Wyndham Hotels & Resorts Chief Financial Officer David Wyshner will be moving into a senior advisory role reporting to President and Chief Executive Officer Geoff Ballotti until March 1. The company’s Treasurer and Executive Vice President Michele Allen will succeed Wyshner.

LEADERSHIP CHANGES AT major hotel and travel companies continue. They include the departure of Wyndham Hotels & Resorts Chief Financial Officer David Wyshner as well as the two top executives at online travel service Expedia. Extended Stay America reported the addition of three new executive team members, including Bruce Haase as its new president and CEO.

The changes come on the heels of similar announcements this week from Radisson Hotel Group, where President for the Americas Ken Greene stepped down for personal reasons, and Red Lion Hotels Corp. where John Russell, Jr., was named interim CEO following the departure of Greg Mount.

Wyshner announced on Dec. 3 that he would be moving into a senior advisory role reporting to President and Chief Executive Officer Geoff Ballotti until March 1. The company’s Treasurer and Executive Vice President Michele Allen will succeed Wyshner.

Allen has been with Wyndham for 20 years, previously serving as senior vice president of finance and controller for the former Wyndham Hotel Group and senior vice president of finance for Wyndham Worldwide.

Wyshner thanked his colleagues in his parting statement.

“I have enjoyed our teamwork, our culture and our many successes and see this as the right time for me personally to make this transition from the job I was brought in to do back in 2017,” he said.

The resignation of Expedia Group CEO Mark Okerstrom and CFO Alan Pickerill came after they disagreed with the company’s board of director over the direction the company should take in the near future. The disagreement spawned from the results of a reorganization plan launched earlier this year, said Chairman of the Board Barry Diller.

“This reorganization, while sound in concept, resulted in a material loss of focus on our current operations, leading to disappointing third quarter results and a lackluster near-term outlook,” said Diller, who will oversee the company’s executive leadership team and day-to-day operations until permanent replacements can be found. “The board disagreed with that outlook, as well as the departing leadership’s vision for growth, strongly believing the company can accelerate growth in 2020. That divergence necessitated a change in management.”

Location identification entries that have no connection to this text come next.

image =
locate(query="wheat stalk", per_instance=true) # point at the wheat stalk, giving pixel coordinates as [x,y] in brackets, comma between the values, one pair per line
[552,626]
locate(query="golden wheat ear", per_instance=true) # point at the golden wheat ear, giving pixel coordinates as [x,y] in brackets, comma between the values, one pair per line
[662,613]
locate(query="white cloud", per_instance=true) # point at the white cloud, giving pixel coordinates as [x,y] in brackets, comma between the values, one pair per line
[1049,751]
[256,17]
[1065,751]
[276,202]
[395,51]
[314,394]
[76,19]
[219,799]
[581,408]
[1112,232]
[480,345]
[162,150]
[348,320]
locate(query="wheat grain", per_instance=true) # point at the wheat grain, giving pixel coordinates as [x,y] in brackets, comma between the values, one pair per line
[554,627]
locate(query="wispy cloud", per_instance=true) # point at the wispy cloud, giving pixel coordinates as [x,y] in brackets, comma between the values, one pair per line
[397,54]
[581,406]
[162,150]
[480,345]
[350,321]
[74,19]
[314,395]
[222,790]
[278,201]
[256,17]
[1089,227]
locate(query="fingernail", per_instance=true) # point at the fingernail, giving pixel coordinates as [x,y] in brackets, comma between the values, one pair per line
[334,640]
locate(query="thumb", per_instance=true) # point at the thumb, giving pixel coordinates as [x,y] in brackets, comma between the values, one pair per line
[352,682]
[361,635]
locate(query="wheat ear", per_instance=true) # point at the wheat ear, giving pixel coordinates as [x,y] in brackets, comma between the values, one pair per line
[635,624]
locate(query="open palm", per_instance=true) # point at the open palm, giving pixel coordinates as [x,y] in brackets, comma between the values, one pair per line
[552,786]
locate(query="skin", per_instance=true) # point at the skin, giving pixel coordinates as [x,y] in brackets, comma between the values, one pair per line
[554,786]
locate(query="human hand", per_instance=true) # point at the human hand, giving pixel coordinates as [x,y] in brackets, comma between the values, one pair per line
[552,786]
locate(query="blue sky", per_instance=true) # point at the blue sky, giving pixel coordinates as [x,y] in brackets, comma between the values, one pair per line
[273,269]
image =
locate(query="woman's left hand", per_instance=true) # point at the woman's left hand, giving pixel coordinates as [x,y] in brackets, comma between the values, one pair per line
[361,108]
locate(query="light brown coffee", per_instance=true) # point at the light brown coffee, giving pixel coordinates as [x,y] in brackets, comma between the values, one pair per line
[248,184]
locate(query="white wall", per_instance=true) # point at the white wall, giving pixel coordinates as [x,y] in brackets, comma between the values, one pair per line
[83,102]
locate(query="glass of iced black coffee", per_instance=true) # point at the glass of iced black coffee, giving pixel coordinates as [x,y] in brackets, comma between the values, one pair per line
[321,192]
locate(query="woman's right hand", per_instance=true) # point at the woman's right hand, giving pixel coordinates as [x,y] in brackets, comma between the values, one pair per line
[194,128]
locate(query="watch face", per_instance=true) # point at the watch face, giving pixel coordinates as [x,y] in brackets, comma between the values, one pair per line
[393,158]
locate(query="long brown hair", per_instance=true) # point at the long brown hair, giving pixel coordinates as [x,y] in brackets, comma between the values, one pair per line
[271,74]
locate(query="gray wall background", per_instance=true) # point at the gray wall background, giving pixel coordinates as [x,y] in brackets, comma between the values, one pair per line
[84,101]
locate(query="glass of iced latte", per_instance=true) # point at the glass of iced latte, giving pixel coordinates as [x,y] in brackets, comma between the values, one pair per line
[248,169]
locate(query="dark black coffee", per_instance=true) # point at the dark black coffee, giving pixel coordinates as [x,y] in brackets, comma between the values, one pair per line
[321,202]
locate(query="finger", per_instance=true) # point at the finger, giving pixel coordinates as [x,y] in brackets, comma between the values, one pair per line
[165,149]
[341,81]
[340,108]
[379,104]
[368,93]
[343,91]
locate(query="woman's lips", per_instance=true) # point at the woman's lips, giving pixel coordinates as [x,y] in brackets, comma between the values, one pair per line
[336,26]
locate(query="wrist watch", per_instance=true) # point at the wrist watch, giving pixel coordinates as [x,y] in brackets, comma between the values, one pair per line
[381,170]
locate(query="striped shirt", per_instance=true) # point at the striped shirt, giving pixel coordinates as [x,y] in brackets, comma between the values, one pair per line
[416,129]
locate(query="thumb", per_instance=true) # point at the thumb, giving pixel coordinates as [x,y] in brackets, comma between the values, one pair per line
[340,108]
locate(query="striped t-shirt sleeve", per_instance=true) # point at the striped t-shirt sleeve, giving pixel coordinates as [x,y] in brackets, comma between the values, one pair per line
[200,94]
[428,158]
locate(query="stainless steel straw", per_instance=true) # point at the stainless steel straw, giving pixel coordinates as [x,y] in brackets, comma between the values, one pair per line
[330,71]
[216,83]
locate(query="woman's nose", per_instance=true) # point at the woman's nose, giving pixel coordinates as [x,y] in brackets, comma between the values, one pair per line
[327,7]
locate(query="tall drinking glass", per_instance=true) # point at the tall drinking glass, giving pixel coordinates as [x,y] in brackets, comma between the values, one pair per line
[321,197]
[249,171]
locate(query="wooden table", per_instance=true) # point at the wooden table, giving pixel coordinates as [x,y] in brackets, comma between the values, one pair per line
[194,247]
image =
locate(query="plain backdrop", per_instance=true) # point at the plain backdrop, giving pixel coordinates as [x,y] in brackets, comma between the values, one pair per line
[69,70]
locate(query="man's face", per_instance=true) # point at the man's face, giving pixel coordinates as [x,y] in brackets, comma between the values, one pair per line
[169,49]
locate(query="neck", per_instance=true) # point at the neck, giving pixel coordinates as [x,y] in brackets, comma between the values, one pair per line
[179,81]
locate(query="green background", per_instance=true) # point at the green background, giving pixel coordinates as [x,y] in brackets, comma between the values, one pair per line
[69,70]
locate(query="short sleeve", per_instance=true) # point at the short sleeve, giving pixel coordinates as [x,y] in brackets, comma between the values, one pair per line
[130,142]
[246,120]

At ESA, Haase, who has served as a director of ESA’s paired-share REIT, ESH Hospitality, since 2018, succeeded Jonathan Halkyard on Nov. 22. Halkyard will serve as an advisor until Feb. 25.

No explanation was given for Halkyard’s departure. ESA fell short of its earnings per share goal for the second quarter of 2019, finishing the quarter at $0.32 per share rather than the Zacks Consensus Estimate of $0.33 per share, according to NASDAQ.com. Last year the company earned $0.35 per share in the second quarter, and its shares have lost about 3.2 percent since the beginning of the year.

Bruce Haase, left, is Extended Stay America’s new president and CEO. Kelly Poling, center, was named executive vice president and chief commercial officer and Randy Fox was named executive vice president for property operations.

Halkyard said during its earnings call that ESA’s shares are significantly undervalued under current prices and had asked the board to increase the company’s remaining authorization to more than $260 million.

“With the review concluded, we expect to return a significant amount of capital to shareholders in the second half of 2019 and in 2020,” he said.

However, Chairman ESA and ESH Hospitality’s boards Douglas Geoga said that while the board had been considering several strategies for improving shareholder value, they had determined that none would provide the desired outcome.

“While the boards remain open to considering opportunities to enhance shareholder value, we are confident in the new management team’s ability to unlock the full potential of the Extended Stay America brand, assets and business capabilities,” Geoga said. “We believe that a focus on property-level improvement, franchise acceleration and asset management, together with the company’s industry-leading margins and free cash flow generation, will lead to enhanced strategic and structural alternatives in the future to drive superior returns for all shareholders.”

Haase served as CEO of WoodSpring Hotels from 2014 to 2016. Prior to that he served in a series of leadership positions with Choice Hotels International from 2000 to 2012.

Along with Haase’s appointment, Kelly Poling was named executive vice president and chief commercial officer and Randy Fox was named executive vice president for property operations.